Al-Jazeera TV shows footage of Sudanese hostages in Iraq
Dec 29, 2005 (CAIRO) — Qatar-based Al-Jazeera satellite television showed five Sudanese hostages sitting on chairs, talking to the camera without being audible in footage it said it received from al-Qaida in Iraq.
The video tape also showed ID documents from the Sudanese Embassy, but the names couldn’t be discerned.
Al-Qaida in Iraq threatened Thursday to kill the five kidnapped employees of the Sudanese Embassy in Baghdad in two days unless Khartoum removes its diplomatic mission from Iraq.
The group, which has kidnapped and killed a string of Arab diplomatic personnel this year, said in a statement on a Web forum where al-Qaida in Iraqi frequently posts messages that it had snatched the five Sudanese, who it said included diplomats.
The claim could not be immediately confirmed. It included no photos of the five and did not identify them. The statement did not say when the Sudanese were kidnapped.
The Sudanese Foreign Ministry reported Dec. 24 that six of its embassy employees were kidnapped, including a diplomat – the mission’s second secretary, Abdel Moneam Mohammad Tom. It was not immediately clear if the al-Qaida statement was referring to the same group.
Meanwhile, a Lebanese engineer was abducted Thursday by gunmen, the Lebanese Foreign Ministry said. Camile Nassif Tannous, who works for the Schneider engineering firm, was kidnapped “in Iraq in the past few hours,” the ministry said in Beirut, giving no further details.
There was no immediate claim for Tannous’ kidnapping.

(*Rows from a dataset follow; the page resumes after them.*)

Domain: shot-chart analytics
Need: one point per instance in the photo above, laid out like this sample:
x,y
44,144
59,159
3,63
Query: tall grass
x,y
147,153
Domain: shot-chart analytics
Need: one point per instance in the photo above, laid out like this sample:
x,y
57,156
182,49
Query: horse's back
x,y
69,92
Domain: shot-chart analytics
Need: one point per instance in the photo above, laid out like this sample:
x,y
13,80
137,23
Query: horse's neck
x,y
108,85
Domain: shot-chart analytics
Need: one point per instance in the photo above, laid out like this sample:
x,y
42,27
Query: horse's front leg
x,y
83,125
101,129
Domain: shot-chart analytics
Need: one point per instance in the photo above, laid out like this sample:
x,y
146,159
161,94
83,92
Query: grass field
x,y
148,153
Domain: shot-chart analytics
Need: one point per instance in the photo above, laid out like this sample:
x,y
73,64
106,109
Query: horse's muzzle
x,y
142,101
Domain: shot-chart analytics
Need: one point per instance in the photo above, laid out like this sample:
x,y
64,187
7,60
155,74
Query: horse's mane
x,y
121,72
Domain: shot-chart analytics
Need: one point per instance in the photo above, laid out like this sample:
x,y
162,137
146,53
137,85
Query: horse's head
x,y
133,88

Al-Qaida in Iraq set a Saturday deadline for Sudan to “announce clearly that it is cutting its relations” with the Iraqi government and “is closing its embassy in Baghdad as well as withdrawing all of its representatives.”

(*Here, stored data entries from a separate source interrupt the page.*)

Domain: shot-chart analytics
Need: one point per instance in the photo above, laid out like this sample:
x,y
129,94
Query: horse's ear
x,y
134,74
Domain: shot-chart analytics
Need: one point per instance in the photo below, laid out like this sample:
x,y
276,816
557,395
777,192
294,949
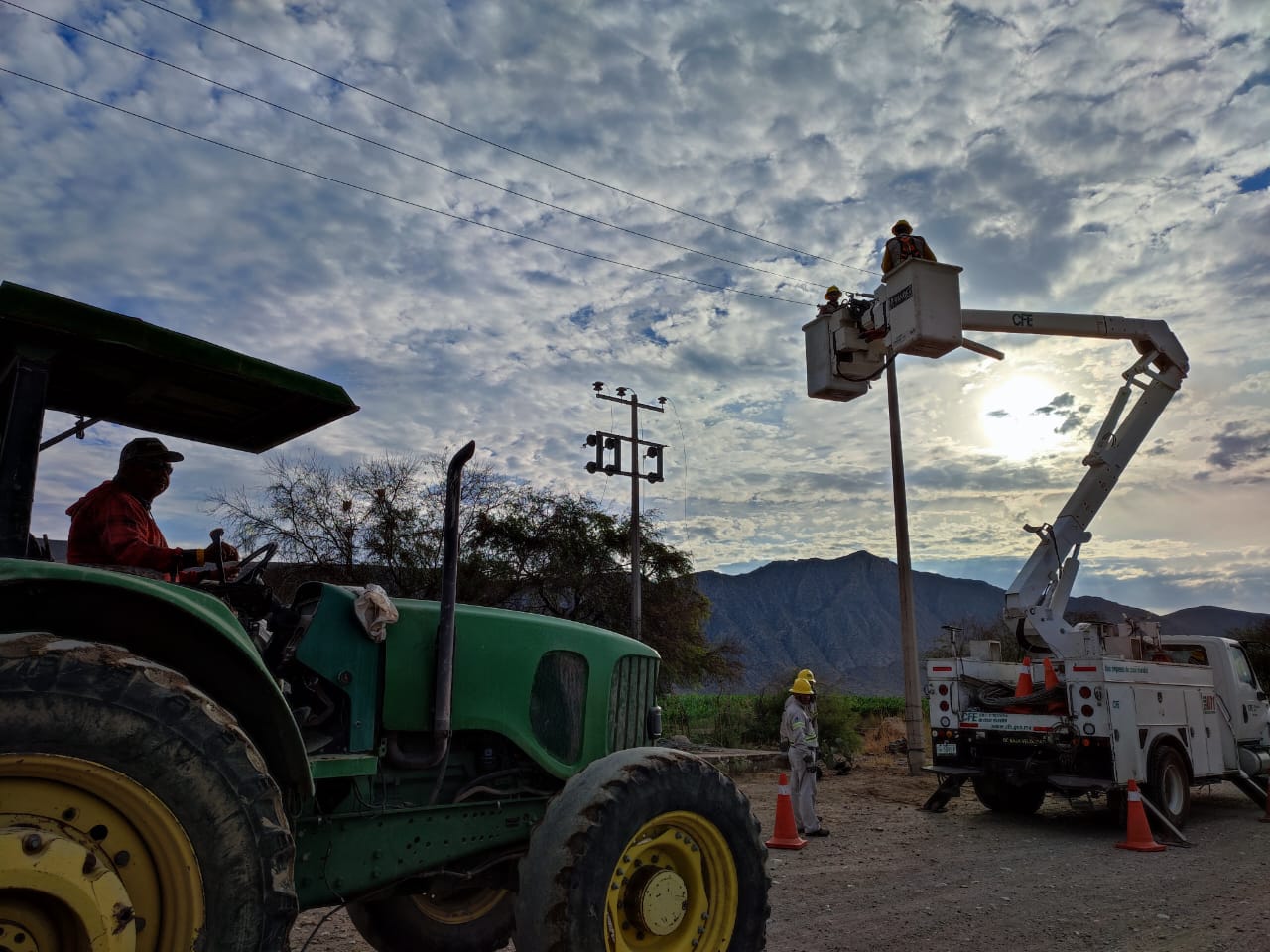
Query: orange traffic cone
x,y
1057,705
1023,689
785,835
1139,830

“Otherwise, this government will bear the responsibility of presenting their diplomats as sacrifices,” the statement said.
The group said it had previously warned Arab nations of its “war against what is called the diplomatic missions in Baghdad,” adding that the governments had ignored it, “still getting closer to the infidel Crusaders and Jews.”

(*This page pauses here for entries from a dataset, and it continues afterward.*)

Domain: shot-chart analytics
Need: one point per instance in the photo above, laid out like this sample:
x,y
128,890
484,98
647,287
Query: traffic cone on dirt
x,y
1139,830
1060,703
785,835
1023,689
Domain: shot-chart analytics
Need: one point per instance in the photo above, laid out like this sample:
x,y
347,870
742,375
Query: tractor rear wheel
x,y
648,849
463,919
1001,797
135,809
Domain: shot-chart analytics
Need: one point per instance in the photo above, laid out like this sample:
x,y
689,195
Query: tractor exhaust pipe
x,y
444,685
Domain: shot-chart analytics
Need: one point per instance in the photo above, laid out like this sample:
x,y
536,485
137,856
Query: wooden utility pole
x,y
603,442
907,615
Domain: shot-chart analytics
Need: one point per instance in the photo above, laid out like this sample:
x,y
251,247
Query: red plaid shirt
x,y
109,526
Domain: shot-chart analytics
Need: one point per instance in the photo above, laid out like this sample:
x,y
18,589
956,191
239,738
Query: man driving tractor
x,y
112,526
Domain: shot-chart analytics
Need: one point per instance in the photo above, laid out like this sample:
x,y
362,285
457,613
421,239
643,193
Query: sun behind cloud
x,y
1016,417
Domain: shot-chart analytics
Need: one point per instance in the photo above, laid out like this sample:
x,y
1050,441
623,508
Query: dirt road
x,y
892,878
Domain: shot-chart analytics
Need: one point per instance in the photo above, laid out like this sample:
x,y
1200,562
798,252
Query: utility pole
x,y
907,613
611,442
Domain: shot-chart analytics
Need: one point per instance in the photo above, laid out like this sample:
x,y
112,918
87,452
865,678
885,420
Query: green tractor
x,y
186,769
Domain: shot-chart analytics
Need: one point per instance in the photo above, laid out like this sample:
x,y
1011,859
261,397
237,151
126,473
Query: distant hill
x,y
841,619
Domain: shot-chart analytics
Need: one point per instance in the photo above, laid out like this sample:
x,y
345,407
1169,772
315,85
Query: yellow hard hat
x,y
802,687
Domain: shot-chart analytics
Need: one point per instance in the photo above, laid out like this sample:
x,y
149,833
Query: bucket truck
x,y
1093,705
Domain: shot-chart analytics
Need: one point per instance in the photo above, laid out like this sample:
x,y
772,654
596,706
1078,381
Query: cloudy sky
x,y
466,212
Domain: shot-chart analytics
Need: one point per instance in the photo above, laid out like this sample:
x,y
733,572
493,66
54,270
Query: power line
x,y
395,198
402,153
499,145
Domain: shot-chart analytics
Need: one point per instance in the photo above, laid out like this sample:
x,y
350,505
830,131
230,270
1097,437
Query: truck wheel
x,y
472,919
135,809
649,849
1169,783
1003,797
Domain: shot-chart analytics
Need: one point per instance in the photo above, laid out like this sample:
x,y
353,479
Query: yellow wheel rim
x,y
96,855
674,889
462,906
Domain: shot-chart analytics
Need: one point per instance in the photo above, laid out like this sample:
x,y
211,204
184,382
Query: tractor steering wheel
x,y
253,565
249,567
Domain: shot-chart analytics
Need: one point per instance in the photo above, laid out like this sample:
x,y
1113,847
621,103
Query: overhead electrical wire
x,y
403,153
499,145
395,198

Al-Qaida in Iraq has kidnapped and killed a string of Arab diplomats and embassy employees in a campaign to scare Arab governments from setting up full diplomatic missions in Iraq – a step that is seen as a sign of support for the new Iraqi government.
In July, al-Qaida abducted the top Egyptian envoy in Baghdad, Ihab al-Sherif, and two Algerian diplomats. It later announced they had been killed. The group also snatched two Moroccan embassy employees in June and said that it had sentenced them to death, though it never stated whether it carried out the sentences.
The abduction of the Lebanese engineer came as another Lebanese kidnapped in Iraq was released. The Lebanese Foreign Ministry said Assad Hussein Younis was freed by his captors but it gave no details.
Militants have kidnapped more than 240 foreigners and killed at least 39 of them during the past two years.
Among those being held currently are a French engineer and four Christian humanitarian workers – two Canadians, a Briton and an American. On Dec. 8, the Islamic Army in Iraq claimed to have killed U.S. electrician Ronald Schulz.